子どもの時に運動をする習慣ができると、大人になってからも運動を続けると思います。ミズノヘキサスロンによって運動の楽しさを知り、習慣づけられることで、将来的にも健康を保てるのではないかという期待が持てます。また、弊社の用具を使ってもらうことで、今後、ミズノという会社に興味をもっていただけたり、子どもたちがプロサッカーやオリンピックの選手になるなど、そんな未来につなげられたら素敵ですね」(柴田さん)
今後の展開について、「現時点ではベトナムに注力しているという状態ですが、例えば、ミャンマーやカンボジアなど、他のアジア諸国でもビジネスチャンスはあると思います。ですが、まずはベトナムで事業として成功しないことには、他の国にアプローチするのはやや難しいと感じています。逆にベトナムでモデルケースができれば、他の国にも売り込みやすくなるのではないでしょうか」と柴田さん。ベトナム初等義務教育への本格的な導入が待たれるところです。
様々な課題への重点的な取り組み
来年で創業115年の節目を迎える同社。今回の対ベトナム事業もそうですが、さまざまな取り組みのベースとなっているのが、「より良いスポーツ品とスポーツの振興を通じて社会に貢献する」という経営理念です。その理念のもと、社会、経済、環境への影響について把握し、効果的な活動につなげるため、自社に関するサステナビリティ課題の整理をし、重要課題の特定を2015年度に行いました。
「CSR・サステナビリティ上の重要課題として“スポーツの振興”“CSR調達”“環境”“公正な事業慣行”“製品責任”“雇用・人材活用”という6つの柱を掲げています。そのなかでも“環境”については1991年から地球環境保全活動『Crew21プロジェクト』に取り組み、資源の有効活用や環境負荷低減に向けた活動を行っています。また、CSR調達に関しては、他社様から参考にしたいというお話をよくいただいております。
商品が安全・安心で高品質であることはもちろんですが、“良いモノづくり”を実現するために生産工程において、人権、労働、環境面などが国際的な基準からみて適切であることが重要と考え、CSR調達に取り組んでいます。そのため本社だけでなく、海外支店や子会社、ライセンス契約をしている販売代理店の調達先までを対象範囲とし、取引開始前は、『ミズノCSR調達規程』に基づき、人権、労働慣行、環境面から評価。取引後は3年に1度、現場を訪問し、調査項目と照らし合わせながらCSR監査を実施しています」(柴田さん)
また、総合スポーツメーカーらしい取り組みも多くあります。その1つが、「ミズノビクトリークリニック」です。これは、同社と契約をしている現役のトップアスリートや、かつて活躍をしたOB・OG選手による実技指導や講演会。全国各地で開催し、スポーツの楽しさを伝えると共に、地域スポーツの振興に貢献しています。

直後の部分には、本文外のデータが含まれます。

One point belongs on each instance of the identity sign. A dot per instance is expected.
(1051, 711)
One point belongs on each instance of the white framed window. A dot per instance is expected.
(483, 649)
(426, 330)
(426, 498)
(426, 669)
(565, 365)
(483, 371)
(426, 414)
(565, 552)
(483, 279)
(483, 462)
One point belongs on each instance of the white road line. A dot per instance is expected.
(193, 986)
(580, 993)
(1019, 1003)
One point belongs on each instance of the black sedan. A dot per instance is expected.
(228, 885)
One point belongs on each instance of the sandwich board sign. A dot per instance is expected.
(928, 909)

「2007年からスタートしたのですが、昨年度は全国で89回開催しました。“誰ひとり取り残さない”という部分では、気軽にスポーツをする場、楽しさを伝える場所に。選手の方たちにとっては、これまでの経験で得た技術や精神を子どもたちに伝える場になっています。技術や経験は選手にとっていわば財産。それを伝えることに使命感を持っている方も多く、有意義な活動となっています」(柴田さん)
スポーツによる社会イノベーションの創出
また、SDGsの理解と促進を深めるために、社員向けの啓蒙活動も実施。2019年度には3回勉強会が実施され、子会社を含め、のべ約7700人が受講したそうです。

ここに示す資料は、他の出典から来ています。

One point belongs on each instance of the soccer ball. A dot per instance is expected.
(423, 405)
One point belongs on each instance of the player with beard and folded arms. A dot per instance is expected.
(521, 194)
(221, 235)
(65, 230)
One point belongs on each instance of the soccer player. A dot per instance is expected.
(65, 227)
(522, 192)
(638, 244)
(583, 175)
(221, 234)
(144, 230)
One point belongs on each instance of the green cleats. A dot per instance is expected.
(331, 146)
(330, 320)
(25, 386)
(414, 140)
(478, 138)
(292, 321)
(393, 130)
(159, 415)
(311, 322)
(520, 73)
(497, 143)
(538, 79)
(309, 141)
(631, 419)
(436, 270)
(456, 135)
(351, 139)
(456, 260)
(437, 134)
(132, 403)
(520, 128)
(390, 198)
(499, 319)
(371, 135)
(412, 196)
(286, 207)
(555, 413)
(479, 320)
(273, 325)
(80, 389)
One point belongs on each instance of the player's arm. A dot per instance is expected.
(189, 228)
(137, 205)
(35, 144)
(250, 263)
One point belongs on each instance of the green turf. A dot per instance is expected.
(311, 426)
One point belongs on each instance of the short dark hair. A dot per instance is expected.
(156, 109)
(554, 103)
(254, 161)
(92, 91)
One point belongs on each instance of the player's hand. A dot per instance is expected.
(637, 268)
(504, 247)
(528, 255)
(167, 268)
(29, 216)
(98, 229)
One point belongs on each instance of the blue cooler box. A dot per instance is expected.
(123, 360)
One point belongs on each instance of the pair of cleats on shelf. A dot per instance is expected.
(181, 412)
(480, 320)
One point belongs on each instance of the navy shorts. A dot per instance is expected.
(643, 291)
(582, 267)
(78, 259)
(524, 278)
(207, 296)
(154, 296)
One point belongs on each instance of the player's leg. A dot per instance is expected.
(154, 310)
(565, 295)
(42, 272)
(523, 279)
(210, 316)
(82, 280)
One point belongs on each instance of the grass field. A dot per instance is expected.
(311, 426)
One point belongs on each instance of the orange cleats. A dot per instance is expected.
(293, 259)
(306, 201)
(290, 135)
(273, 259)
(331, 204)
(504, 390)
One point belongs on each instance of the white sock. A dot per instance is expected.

「社員一人ひとりが取り組んでいくことは、企業価値の創造でもあると思います。SDGsを起点に物を考え、長期的、継続的かつ計画的に様々な課題に取り組んでいく。これからも引き続き、持続可能な社会の実現に貢献し、地球や子孫のことを思い、ミズノの強みを持って、新しいビジネスにも挑戦していきます。それにより企業価値やブランド価値の向上を目指していきたいと思います。CSRは責任や義務というイメージがありますが、SDGsは未来に向けて行動を変えるというか、アクションを起こすということ。2030年の未来に向けて、今まで弊社が行ってきたことにプラスして、全社員が一丸となって取り組んでいきます」(柴田さん)
さらに2022年度中に、スポーツの価値を活用した製品やサービスを開発するための新研究開発拠点が、大阪本社の敷地内に完成予定です。
「スポーツ分野で培ってきた開発力と高い品質のモノづくりを実現する技術力。そんなミズノの強みを生かし、SDGsに貢献できるような新しい製品であったり、人であったり、どんどんつくっていけたらと思います。競技シーンだけでなく、日常生活における身体活動にも注力し、スポーツの力で社会課題を解決する社会イノベーション創出を目指します。新しい開発の拠点となる施設。SDGsの取り組みとともに、弊社にとって新しい幹になると考えています」(柴田さん)
創業者である水野利八さんは、「利益の利より道理の理」という言葉を残しました。スポーツの振興に力を尽くし、その結果としてスポーツの市場が育ち、それがめぐり巡って、事業収益につながるという考え方です。その想いは、創業から今に至るまで変わらず、ミズノグループの全社員に受け継がれているそうです。スポーツの持つ力を活かして世界全体の持続可能な社会の実現にさらに貢献していくに違いありません。